It has always been a chunking problem (and it always will be)

Over the past couple of months, we have been having a lot of conversations with law firms who are growing more impressed with their AI platforms and a handful of conversations with law firms who are growing quietly frustrated with their AI platforms. There is a growing divergence of opinion.

For those who are frustrated, “quietly” is the right word. Nobody is putting out press releases about this. The frustration tends to surface in private conversations, and always after the initial deployment and rollout period has been replaced by the reality of every day use. The Gen AI platforms work. They are impressive for many things. But, lawyers keep running into ceilings.
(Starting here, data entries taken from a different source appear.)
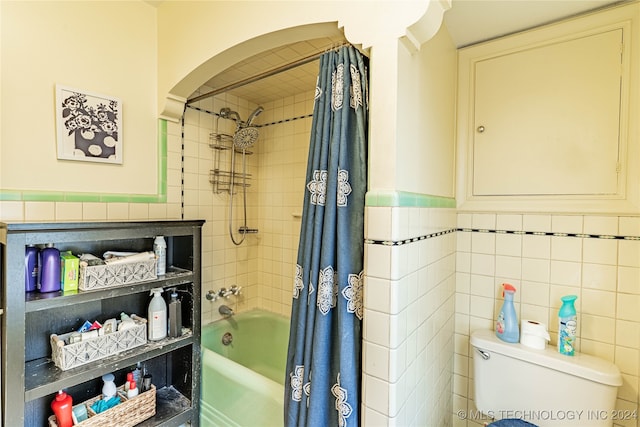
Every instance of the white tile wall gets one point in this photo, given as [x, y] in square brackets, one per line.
[264, 265]
[409, 318]
[604, 273]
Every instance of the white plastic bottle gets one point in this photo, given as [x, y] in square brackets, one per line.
[160, 249]
[157, 316]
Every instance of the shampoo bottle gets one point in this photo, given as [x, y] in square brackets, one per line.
[160, 249]
[567, 326]
[157, 316]
[507, 328]
[49, 269]
[175, 315]
[31, 268]
[62, 408]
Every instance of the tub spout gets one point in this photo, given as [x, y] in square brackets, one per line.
[225, 311]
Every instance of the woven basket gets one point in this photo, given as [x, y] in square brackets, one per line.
[126, 414]
[98, 277]
[72, 355]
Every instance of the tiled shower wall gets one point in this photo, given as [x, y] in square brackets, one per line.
[264, 265]
[596, 258]
[409, 316]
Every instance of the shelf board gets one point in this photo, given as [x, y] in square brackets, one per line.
[172, 408]
[36, 301]
[43, 377]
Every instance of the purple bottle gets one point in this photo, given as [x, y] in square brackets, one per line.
[30, 268]
[49, 269]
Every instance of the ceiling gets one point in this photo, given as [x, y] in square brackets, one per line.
[468, 22]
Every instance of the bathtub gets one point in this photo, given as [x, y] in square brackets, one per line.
[243, 382]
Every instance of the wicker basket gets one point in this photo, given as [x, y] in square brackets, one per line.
[126, 414]
[72, 355]
[98, 277]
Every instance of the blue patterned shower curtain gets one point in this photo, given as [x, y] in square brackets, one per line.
[322, 387]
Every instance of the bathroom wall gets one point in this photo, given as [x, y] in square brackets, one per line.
[49, 43]
[409, 316]
[264, 265]
[410, 254]
[547, 256]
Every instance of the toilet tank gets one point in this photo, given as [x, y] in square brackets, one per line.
[542, 387]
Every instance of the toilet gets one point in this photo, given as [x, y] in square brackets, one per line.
[542, 387]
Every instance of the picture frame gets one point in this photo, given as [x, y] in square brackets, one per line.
[89, 126]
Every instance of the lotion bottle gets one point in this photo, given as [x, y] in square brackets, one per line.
[133, 390]
[175, 315]
[567, 326]
[507, 328]
[62, 408]
[157, 316]
[160, 249]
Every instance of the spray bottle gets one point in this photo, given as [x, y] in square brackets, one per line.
[567, 326]
[507, 328]
[157, 316]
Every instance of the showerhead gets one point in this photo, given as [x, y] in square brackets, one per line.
[255, 114]
[245, 137]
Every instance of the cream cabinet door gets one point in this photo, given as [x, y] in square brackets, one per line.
[546, 120]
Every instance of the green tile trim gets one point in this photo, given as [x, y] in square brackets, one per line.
[390, 198]
[57, 196]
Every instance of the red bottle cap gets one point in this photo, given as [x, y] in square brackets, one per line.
[507, 287]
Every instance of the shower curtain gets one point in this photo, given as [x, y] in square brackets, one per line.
[322, 387]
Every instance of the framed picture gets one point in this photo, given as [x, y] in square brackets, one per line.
[89, 126]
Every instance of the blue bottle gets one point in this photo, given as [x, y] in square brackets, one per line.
[567, 326]
[507, 328]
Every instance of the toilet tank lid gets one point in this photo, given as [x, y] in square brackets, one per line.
[582, 365]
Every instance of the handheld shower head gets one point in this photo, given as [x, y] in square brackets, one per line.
[255, 114]
[245, 137]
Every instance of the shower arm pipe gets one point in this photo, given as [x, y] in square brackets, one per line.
[265, 74]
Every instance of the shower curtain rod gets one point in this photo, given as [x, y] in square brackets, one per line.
[263, 75]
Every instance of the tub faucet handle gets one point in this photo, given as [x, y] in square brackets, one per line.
[225, 311]
[211, 295]
[223, 292]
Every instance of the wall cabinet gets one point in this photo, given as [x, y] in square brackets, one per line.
[30, 379]
[544, 115]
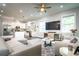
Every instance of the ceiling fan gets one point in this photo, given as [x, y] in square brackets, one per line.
[43, 7]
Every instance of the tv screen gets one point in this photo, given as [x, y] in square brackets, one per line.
[55, 25]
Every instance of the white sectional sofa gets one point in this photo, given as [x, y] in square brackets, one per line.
[16, 48]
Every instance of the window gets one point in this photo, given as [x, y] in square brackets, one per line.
[68, 23]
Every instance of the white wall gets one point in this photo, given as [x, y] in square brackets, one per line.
[1, 27]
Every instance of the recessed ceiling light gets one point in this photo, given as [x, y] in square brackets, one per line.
[31, 15]
[2, 11]
[4, 4]
[61, 6]
[0, 15]
[20, 11]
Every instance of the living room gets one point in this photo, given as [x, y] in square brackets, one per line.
[28, 30]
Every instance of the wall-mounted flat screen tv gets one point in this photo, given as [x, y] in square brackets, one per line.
[55, 25]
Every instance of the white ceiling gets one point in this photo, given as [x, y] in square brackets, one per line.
[11, 10]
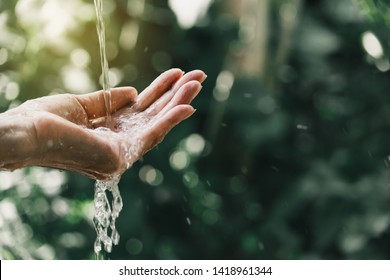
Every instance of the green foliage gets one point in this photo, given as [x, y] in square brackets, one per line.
[290, 164]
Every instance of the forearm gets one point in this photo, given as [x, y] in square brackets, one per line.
[16, 145]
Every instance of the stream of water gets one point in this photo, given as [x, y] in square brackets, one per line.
[106, 213]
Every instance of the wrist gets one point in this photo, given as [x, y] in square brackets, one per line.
[17, 143]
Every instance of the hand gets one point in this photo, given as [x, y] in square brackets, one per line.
[71, 132]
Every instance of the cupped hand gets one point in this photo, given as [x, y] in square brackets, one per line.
[71, 132]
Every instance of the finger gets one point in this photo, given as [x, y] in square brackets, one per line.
[157, 88]
[164, 124]
[95, 106]
[184, 95]
[195, 75]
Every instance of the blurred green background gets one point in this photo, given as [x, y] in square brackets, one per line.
[286, 157]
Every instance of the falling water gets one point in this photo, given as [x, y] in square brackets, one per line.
[105, 214]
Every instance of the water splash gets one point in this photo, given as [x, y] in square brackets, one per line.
[103, 58]
[105, 214]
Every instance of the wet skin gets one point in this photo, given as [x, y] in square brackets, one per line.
[65, 131]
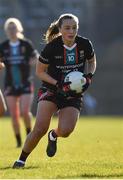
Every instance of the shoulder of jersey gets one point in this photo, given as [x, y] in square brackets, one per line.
[56, 41]
[82, 39]
[25, 40]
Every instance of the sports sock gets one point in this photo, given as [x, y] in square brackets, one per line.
[18, 139]
[53, 135]
[23, 156]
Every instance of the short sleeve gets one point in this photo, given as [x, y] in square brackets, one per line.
[31, 50]
[89, 50]
[45, 55]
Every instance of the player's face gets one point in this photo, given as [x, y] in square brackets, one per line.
[69, 30]
[12, 31]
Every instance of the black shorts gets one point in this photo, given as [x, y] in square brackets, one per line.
[11, 91]
[61, 102]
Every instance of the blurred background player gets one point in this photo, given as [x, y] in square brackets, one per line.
[17, 53]
[2, 101]
[65, 51]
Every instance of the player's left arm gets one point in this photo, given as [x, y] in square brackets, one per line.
[91, 65]
[34, 58]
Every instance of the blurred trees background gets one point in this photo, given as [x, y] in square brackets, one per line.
[100, 21]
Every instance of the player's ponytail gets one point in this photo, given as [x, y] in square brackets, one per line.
[17, 24]
[52, 32]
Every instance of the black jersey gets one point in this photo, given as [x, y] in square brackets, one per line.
[16, 58]
[62, 59]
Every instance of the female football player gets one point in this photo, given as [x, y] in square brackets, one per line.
[65, 51]
[17, 53]
[2, 101]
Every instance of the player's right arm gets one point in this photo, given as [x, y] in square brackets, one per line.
[1, 59]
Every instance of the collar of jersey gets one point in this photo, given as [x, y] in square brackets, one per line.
[70, 48]
[14, 43]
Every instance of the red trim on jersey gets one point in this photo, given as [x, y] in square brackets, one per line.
[76, 55]
[64, 55]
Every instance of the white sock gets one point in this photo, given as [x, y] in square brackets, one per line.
[51, 137]
[21, 161]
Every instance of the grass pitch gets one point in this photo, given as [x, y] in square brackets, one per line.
[94, 150]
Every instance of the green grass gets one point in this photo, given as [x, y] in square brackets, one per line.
[94, 150]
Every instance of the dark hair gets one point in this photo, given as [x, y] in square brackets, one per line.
[53, 30]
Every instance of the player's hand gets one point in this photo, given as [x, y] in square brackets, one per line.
[62, 88]
[88, 78]
[65, 86]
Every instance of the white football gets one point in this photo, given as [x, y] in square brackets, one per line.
[77, 80]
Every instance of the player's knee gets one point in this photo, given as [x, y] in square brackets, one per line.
[25, 113]
[40, 132]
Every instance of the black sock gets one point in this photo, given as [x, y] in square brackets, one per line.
[54, 134]
[23, 156]
[28, 130]
[18, 139]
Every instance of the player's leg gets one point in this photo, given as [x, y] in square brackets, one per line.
[67, 120]
[44, 113]
[25, 104]
[13, 106]
[2, 104]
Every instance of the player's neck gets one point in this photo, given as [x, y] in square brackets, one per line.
[13, 40]
[68, 43]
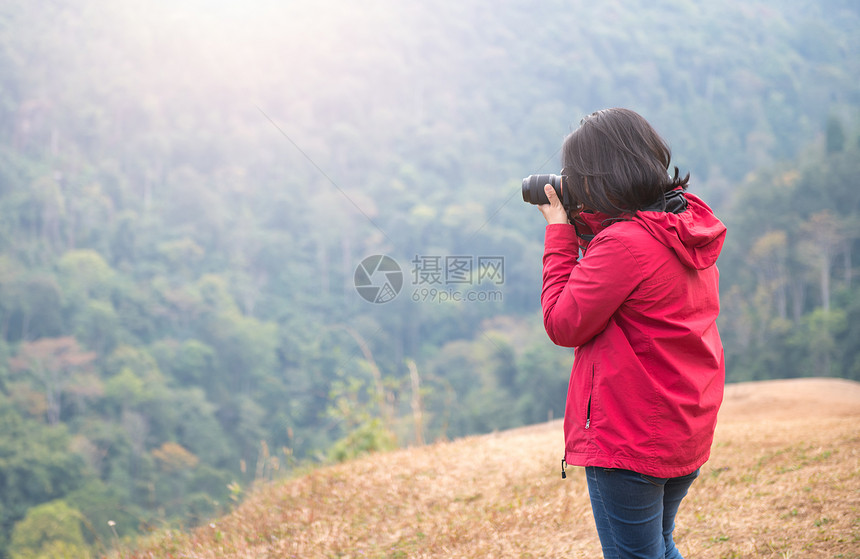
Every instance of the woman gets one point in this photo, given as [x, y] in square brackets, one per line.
[630, 281]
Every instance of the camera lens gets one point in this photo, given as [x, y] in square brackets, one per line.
[533, 192]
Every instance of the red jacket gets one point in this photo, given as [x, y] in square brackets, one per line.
[640, 308]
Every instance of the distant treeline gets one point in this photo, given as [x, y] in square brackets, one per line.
[187, 191]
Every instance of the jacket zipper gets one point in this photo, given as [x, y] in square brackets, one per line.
[588, 407]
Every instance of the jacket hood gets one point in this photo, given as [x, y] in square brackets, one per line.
[696, 235]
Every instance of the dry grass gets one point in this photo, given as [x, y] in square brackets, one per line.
[783, 481]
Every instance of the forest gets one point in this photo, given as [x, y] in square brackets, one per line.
[200, 203]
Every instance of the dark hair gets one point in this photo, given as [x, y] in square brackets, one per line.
[616, 163]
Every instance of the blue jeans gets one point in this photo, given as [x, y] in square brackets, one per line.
[635, 513]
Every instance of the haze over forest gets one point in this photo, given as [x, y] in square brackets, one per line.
[188, 188]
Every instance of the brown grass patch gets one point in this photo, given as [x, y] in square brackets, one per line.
[783, 481]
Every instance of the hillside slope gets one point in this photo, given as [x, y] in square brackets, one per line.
[782, 481]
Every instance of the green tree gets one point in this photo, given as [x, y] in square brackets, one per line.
[52, 530]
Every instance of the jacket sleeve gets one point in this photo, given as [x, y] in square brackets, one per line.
[580, 295]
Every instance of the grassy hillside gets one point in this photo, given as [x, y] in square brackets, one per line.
[782, 481]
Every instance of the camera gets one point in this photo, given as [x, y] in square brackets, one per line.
[533, 192]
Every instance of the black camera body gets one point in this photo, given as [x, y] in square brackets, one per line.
[533, 192]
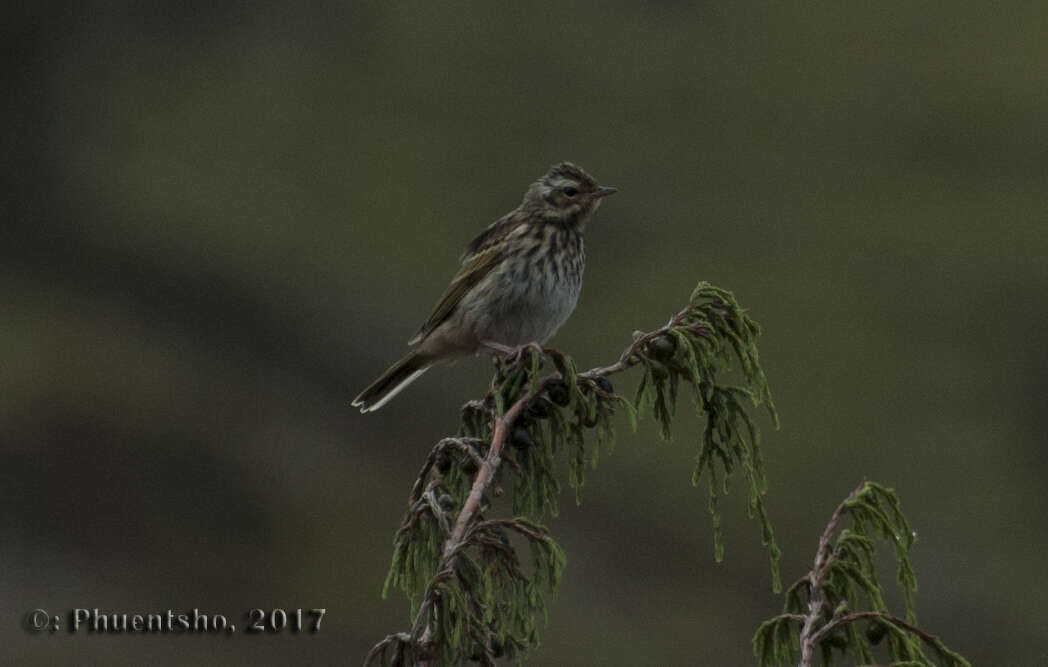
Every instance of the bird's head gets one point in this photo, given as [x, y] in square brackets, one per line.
[566, 194]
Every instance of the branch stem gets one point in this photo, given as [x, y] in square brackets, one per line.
[810, 632]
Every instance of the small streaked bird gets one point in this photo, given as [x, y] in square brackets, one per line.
[519, 282]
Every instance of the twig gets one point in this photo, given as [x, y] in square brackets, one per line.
[821, 568]
[423, 628]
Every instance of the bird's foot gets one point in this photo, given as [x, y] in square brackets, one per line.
[512, 353]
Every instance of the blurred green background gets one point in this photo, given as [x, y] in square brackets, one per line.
[221, 220]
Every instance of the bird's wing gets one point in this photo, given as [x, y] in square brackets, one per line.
[481, 256]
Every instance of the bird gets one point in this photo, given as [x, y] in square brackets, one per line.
[518, 283]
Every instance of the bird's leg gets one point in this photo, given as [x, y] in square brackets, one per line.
[514, 353]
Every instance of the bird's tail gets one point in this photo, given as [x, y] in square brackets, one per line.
[390, 383]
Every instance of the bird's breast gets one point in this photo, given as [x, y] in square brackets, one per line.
[535, 288]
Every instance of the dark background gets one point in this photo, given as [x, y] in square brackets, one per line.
[220, 222]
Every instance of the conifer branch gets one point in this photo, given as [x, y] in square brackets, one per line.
[822, 605]
[471, 597]
[810, 632]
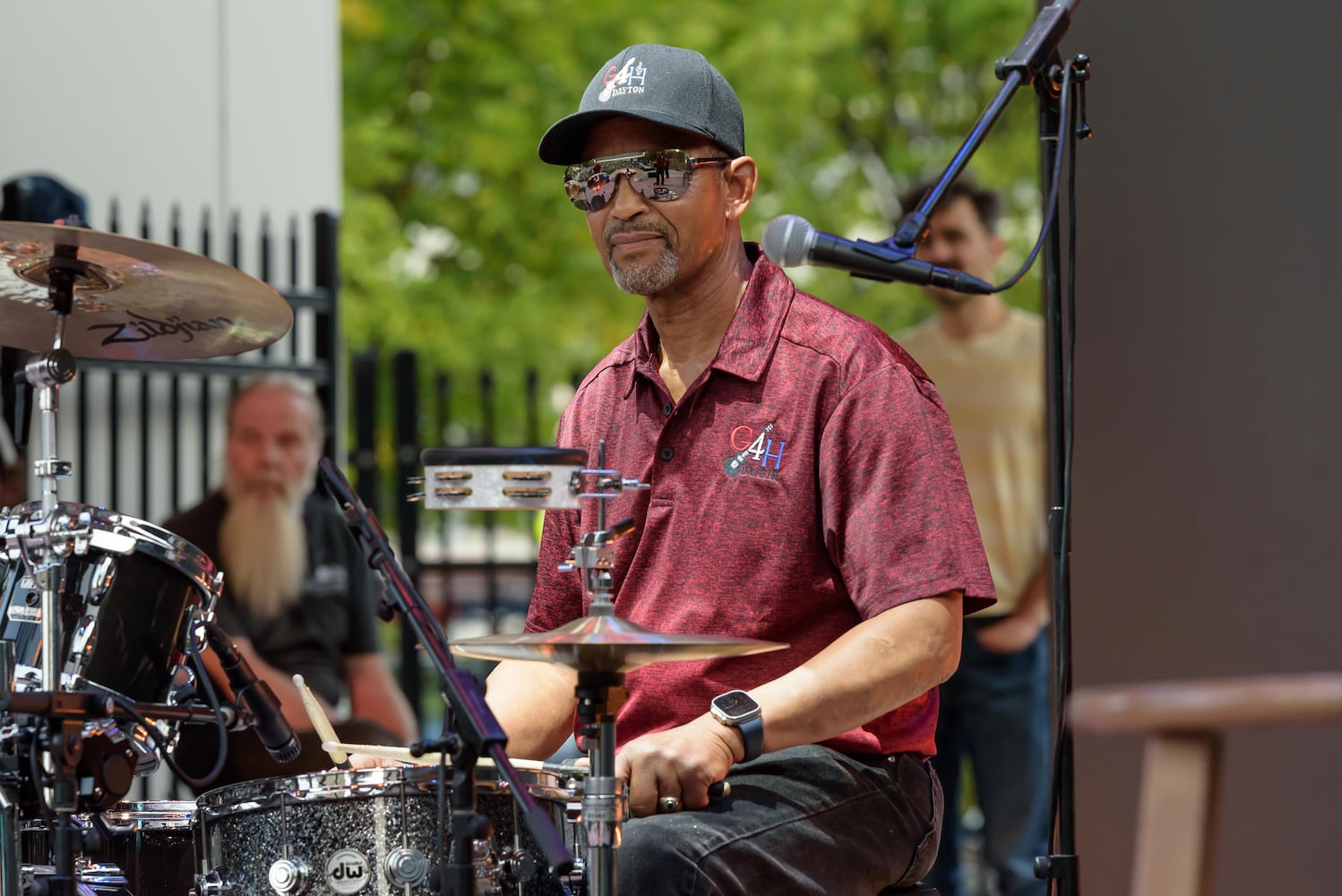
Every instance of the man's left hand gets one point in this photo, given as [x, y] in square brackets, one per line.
[679, 762]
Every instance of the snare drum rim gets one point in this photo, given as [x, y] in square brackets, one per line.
[317, 786]
[152, 814]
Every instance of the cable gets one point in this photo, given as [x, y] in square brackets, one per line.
[1064, 108]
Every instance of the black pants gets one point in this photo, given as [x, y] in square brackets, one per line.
[805, 820]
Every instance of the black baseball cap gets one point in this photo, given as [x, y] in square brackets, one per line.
[659, 83]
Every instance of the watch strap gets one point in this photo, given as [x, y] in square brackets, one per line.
[752, 733]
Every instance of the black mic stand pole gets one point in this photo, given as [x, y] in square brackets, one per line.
[1037, 61]
[478, 730]
[1037, 48]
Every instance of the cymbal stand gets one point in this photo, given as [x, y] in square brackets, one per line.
[477, 730]
[604, 804]
[50, 538]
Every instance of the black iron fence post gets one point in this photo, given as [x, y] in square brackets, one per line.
[406, 378]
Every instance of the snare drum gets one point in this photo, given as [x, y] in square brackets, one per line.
[129, 593]
[371, 831]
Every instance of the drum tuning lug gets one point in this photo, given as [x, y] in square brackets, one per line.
[288, 876]
[406, 866]
[210, 884]
[520, 866]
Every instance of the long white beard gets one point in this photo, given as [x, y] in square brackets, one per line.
[263, 547]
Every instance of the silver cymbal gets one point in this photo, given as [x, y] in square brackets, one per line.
[608, 644]
[133, 299]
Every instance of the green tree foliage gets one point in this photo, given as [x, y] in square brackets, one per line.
[460, 243]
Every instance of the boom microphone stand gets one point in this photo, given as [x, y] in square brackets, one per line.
[1037, 61]
[476, 726]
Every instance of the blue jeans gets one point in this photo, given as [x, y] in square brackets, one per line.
[994, 714]
[799, 821]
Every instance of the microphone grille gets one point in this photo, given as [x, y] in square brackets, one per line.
[787, 240]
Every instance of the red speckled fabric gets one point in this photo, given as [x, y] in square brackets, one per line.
[805, 482]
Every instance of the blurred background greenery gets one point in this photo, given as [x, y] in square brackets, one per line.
[460, 245]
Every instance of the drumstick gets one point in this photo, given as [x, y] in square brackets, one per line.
[717, 788]
[320, 722]
[403, 754]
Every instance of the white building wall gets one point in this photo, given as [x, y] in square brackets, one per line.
[216, 107]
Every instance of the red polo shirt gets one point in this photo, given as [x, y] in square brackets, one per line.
[805, 482]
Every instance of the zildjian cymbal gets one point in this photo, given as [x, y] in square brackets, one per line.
[606, 644]
[133, 299]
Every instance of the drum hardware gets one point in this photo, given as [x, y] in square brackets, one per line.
[69, 291]
[473, 733]
[600, 647]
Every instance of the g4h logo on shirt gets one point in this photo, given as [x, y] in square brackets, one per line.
[760, 458]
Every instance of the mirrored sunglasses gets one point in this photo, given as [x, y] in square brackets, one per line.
[660, 175]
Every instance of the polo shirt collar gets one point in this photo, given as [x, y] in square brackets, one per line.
[751, 337]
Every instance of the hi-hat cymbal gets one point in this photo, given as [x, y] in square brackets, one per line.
[133, 299]
[608, 644]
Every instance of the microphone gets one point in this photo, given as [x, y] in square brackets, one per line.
[791, 240]
[255, 698]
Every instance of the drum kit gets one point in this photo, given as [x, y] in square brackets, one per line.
[129, 607]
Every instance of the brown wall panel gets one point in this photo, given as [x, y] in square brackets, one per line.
[1208, 496]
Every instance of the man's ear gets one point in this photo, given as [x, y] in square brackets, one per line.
[743, 176]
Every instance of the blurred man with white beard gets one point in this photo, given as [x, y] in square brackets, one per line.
[298, 596]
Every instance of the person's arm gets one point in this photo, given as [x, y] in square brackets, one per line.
[871, 669]
[533, 703]
[290, 703]
[374, 695]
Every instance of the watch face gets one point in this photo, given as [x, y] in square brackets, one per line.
[736, 704]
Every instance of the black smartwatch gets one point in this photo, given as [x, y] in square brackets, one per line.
[738, 710]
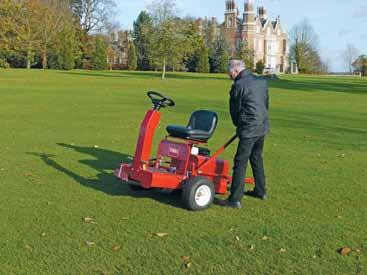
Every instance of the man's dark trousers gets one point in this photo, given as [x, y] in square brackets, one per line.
[248, 149]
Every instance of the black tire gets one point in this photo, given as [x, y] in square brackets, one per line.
[190, 197]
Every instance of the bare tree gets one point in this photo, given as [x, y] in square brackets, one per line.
[349, 55]
[94, 15]
[304, 48]
[162, 10]
[166, 40]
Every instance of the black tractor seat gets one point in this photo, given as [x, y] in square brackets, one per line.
[201, 127]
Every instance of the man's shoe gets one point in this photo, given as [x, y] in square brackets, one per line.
[228, 203]
[255, 195]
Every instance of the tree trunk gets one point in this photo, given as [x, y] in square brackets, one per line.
[44, 58]
[164, 69]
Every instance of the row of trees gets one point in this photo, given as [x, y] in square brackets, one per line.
[67, 34]
[164, 41]
[57, 34]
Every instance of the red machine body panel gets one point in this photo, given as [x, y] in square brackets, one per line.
[174, 163]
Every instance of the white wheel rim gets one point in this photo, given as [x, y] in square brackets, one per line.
[203, 195]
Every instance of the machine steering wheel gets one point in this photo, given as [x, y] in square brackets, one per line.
[160, 101]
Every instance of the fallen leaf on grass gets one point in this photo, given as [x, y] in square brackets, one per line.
[116, 248]
[188, 265]
[185, 258]
[89, 220]
[89, 243]
[345, 251]
[359, 251]
[161, 235]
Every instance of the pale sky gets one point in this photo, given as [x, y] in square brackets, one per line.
[336, 22]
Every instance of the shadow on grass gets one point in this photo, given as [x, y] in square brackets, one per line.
[321, 85]
[148, 75]
[105, 181]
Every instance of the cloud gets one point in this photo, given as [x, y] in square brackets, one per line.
[360, 13]
[344, 32]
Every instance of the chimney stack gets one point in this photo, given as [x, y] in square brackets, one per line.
[261, 13]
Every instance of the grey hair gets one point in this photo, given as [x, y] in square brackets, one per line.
[235, 64]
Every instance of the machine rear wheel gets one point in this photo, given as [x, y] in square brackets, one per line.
[197, 193]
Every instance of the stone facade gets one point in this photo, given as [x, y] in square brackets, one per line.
[261, 35]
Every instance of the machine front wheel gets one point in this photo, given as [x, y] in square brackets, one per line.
[197, 193]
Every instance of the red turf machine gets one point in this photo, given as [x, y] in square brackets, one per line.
[181, 162]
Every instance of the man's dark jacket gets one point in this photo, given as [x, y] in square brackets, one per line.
[249, 105]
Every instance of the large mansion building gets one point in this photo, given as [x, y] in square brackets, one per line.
[263, 36]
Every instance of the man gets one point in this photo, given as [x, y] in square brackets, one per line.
[249, 104]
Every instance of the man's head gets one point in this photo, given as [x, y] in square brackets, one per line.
[235, 67]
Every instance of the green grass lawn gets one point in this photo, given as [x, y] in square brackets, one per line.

We wrote about the 60% problem last year. The number seems to have moved. The foundation models have gotten better. But the ceiling has not gone away, and for top-tier firms doing complex transactional work, it is now perhaps a “75% problem”. 75% is still the difference between a useful starting point and something you simply cannot send to a client. If a lawyer cannot trust that the AI has caught everything, or that what it caught is correct in context, they might as well start from scratch. And that is exactly what many lawyers end up doing.

The specific task that crystallised this for us was the “issues list”.

What is the problem with issues lists?

For those outside the transactional world, an issues list is what a lawyer prepares after reviewing deal contracts — they are a structured summary of everything that needs a decision before the deal can move forward. It sounds like a summary, but the issues list is a synthesis of three distinct types of analysis happening simultaneously.

  1. The first is whether the document reflects the client's instructions. Does this draft actually do what the client told us they wanted? This requires keeping the client's position in mind while reading every provision — which means the client's instructions need to be in the lawyer's head, or in the LLM’s context, while the review happens.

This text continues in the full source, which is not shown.